You can get some smooth footage. Here's a tip; the heavier the camera and support, the smoother the video will be. You should add weight to the camera , which means you have to add more weight to the counter balance at the bottom of the rig. If you can get the fully loaded rig to way around 8 pounds, I think with a little practice you will be able to get some pretty smooth footage for way less than $100.
This. When I first bought a Canon Rebel T2i in 2010, it was my first experience with rolling shutter. I was getting ready to shoot an action film with a lot of "handheld" and needed a way to make it look good. I realized that if I could make the camera bigger, then that would help take out the micro shakes and make it feel like it was shot with a larger camera. My tripod became my go to tool. I would pick up the tripod by two legs and chase actors around. That was my handheld look. Sometimes I wore rollerblades too for extra smoothness. Other times I would collapse the legs and lay them on my shoulder, positioning the camera just in front of my face. This became my shoulder rig. Both allowed me to make the camera feel larger than it was.
This is good advice. Although I believe sfoster is joking, it's not far from the truth. I've practiced martial arts as a hobby through the years and I feel that has lended itself well to camera movement/balance - being able to lock your back/waist/movie on an axis. Also, ever see in a movie or a video of an actual soldier/marine doing that 'gun walk' (walking quickly but stealthily with one foot over the other with large gun drawn)? Anything that promotes muscle discipline is useful; martial arts, ballet and ..miming. Also, I couldn't help but be reminded of this:
attach the camera to a tripod and turn the tripod upside down hanging from a cord.
my tripod has a ring underneath the junction area perhaps for this purpose
adjustments may be possible in post
many cameras now have one or more internal stabilizers.

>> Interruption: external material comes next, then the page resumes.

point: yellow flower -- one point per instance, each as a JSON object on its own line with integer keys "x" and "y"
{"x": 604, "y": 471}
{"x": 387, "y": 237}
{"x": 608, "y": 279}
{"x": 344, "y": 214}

using moving camera depends on the purpose
and may not be needed for many scenes
a camera set at a distance on a fixed tripod set at a perpendicular axis showing a character or vehicle moving - long shot
when the actor gets to the door of the house, camera position is changed for medium and closeups
a lot of handheld camera is unsuccessful and not for motives connected with the story
like making it look like news footage or creating a sense of immediacy or intimacy -- that never really work.
(when it's a monster movie, we want to see the monster, not get confused by the camera)
this mistake is made all the time in fight scenes.
the great films of the 1950's by people like John Ford were done with fixed camera.
you can see the camera moving on a straight horizontal line to reveal another person or view, then dropping down on a straight vertical line.
this was better camerawork than that being done now
In a fight scene, using a hand held camera mix with close-ups usually means the actors don't really know how to fight.
Think about this; the hand held camera technique so popular since Blair Witch simulated bad camera technique; Documentary style where the cameraperson just hopes the shot is in focus while they try to keep the shot framed. Why would anyone want to simulate that?
It’s simple, attach something reeeaaaaaaaally heavy to the bottom of your camera. I don’t mean a tripod, get like a heavy brick shaped box or something, attach the flat plate of a tripod with the suitable screw for your camera on it - to the top of whatever heavy brick or square shaped thing You find. Then attach your camera onto it. Now just hold onto the moderately heavy brick thing with the camera on it. Move the camera via moving the brick / box which is it’s foundation. If you have ever filmed with an iPad you will know, moving something bigger or heavier creates a smoother result. You don’t need something insanely expensive, just get a box and fill it with heavy stuff, attach the camera to the top by whatever suitable means and boom. Smooth As hell, smoother depending on how big the foundation is. Now, moving the connected base to move the camera is the smoothest option, but having hands on the camera itself also is pretty smooth with the weight - or any weight attached. You can also easily take this to the next level for no cost if you just have some creativity in you. Most stabilisation equipment below Hollywood grade is overpriced weight and suspension, thats it. You can easily create that for free, it’s just weight, suspension and longevity.